Floyd Dryden is hosting the 2020 Southeast Alaska Middle School Wrestling Championship, which saw over 230 wrestlers face off in hundreds of matches Friday and Saturday. Matches were held two at a time to accommodate the large number of bouts.
“So far, we’re doing OK,” Ken Brown, head coach at Floyd Dryden, said Friday afternoon. “We’ve got a lot of first-year wrestlers that are doing really well. All and all, it’s a pretty amazing bunch of kids.”
One first-year wrestler, though not from Floyd Dryden, was 8th-grader Conner McKenzie, 13, from Dzantik’i Heeni Middle School. Though it was only his first year wrestling, McKenzie said he was really enjoying the sport.
“It has so many great opportunities,” he said. “You get to spend so much time with your friends and your team.”
Is he going to wrestle in next year in high school?
“Definitely,” McKenzie said.
Floyd Dryden was not just playing host to the tournament, but to the hundreds of students and their family members. People were sleeping throughout the school at night, Thompson said, and local families and community groups were providing food.
“It’s all be a community effort,” Thompson said.
Billie Younce traveled from Wrangell with her daughter, Lily, for the tournament.
“It’s great,” Younce said. “There’s a lot of supporters out here. You couldn’t have asked for a better turnout.”
Younce and others visiting Juneau flew here by plane. Normally, they would have taken the ferry but the Alaska Marine Highway System currently only has one ship running.
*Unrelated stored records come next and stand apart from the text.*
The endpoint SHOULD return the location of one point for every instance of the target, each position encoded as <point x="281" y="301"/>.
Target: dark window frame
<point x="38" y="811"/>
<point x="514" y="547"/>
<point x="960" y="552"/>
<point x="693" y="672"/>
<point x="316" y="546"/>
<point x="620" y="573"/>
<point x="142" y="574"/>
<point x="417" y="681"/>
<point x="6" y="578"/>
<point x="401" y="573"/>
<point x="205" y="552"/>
That made the trip cost more, but the team raised money through fundraisers, a local church made donations and the parents themselves covered some of the costs, Younce and her daughter said.
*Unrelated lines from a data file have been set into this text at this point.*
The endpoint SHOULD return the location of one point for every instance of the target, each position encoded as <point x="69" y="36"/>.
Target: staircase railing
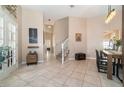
<point x="65" y="51"/>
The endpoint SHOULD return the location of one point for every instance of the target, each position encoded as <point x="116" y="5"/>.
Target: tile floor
<point x="52" y="73"/>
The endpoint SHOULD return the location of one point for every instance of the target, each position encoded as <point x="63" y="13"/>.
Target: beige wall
<point x="31" y="19"/>
<point x="77" y="25"/>
<point x="19" y="21"/>
<point x="60" y="33"/>
<point x="95" y="30"/>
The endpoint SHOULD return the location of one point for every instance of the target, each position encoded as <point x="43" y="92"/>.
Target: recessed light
<point x="72" y="6"/>
<point x="49" y="19"/>
<point x="49" y="26"/>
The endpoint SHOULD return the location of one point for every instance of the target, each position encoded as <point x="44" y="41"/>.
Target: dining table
<point x="110" y="54"/>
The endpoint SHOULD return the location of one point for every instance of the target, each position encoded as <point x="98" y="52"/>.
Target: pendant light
<point x="111" y="14"/>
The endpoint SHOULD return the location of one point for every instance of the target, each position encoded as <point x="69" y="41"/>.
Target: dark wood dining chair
<point x="102" y="62"/>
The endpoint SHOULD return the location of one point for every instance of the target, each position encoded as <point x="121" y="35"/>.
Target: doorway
<point x="48" y="41"/>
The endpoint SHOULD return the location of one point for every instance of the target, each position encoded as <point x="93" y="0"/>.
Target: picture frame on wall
<point x="33" y="38"/>
<point x="78" y="37"/>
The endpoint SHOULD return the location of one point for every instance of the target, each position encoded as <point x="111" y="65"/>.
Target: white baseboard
<point x="71" y="58"/>
<point x="86" y="58"/>
<point x="91" y="58"/>
<point x="39" y="61"/>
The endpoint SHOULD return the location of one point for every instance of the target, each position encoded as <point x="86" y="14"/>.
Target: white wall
<point x="19" y="21"/>
<point x="60" y="33"/>
<point x="77" y="25"/>
<point x="31" y="19"/>
<point x="95" y="30"/>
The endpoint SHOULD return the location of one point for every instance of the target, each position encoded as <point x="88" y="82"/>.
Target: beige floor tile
<point x="52" y="73"/>
<point x="92" y="79"/>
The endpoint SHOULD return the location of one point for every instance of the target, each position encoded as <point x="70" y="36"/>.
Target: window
<point x="1" y="30"/>
<point x="107" y="44"/>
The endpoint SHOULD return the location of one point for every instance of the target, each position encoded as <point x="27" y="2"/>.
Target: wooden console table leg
<point x="109" y="67"/>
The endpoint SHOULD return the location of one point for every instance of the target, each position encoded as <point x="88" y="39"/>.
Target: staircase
<point x="63" y="55"/>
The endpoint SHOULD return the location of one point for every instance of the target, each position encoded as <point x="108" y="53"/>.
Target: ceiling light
<point x="49" y="26"/>
<point x="72" y="6"/>
<point x="111" y="14"/>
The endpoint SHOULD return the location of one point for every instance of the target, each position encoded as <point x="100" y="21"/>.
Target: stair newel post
<point x="62" y="53"/>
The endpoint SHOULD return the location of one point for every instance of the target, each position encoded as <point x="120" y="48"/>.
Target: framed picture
<point x="33" y="35"/>
<point x="78" y="37"/>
The younger Younce, Lily, said she had been wrestling since pre-school.
“Since kindergarten,” he mother corrected her.
“Since pre-school,” she insisted.
Asked what she liked about wrestling, Lily fired back, “Everything.”
Lily was traveling with her team from Stikine Middle School in Wrangell. She was one of three girls on her team of 18. Her favorite thing about wrestling: making new friends.
Wrestlers came from nine communities from Southeast Alaska for the tournament. Hoonah, Naukati Bay, Ketchikan, Metlakatla, Gustavus, Sitka, Skagway, Wrangell and Craig.
The tournament was organized by Floyd Dryden Assistant Coach Chris Heidemann. Asked what it took to put together such a large tournament, Heidemann said, “I don’t know. Hours. Lots of hours.”
Heidemann said the effort took about a month’s worth of work for all the coaches but seeing it all come together, “It’s awesome,” he said.
“It’s a cool experience for the kids,” Heidemann said. “At this age it’s not so much about the wrestling, but they’re meeting all their Southeast community. So these kids are gonna have friends in all these communities. That, to me, is more important.”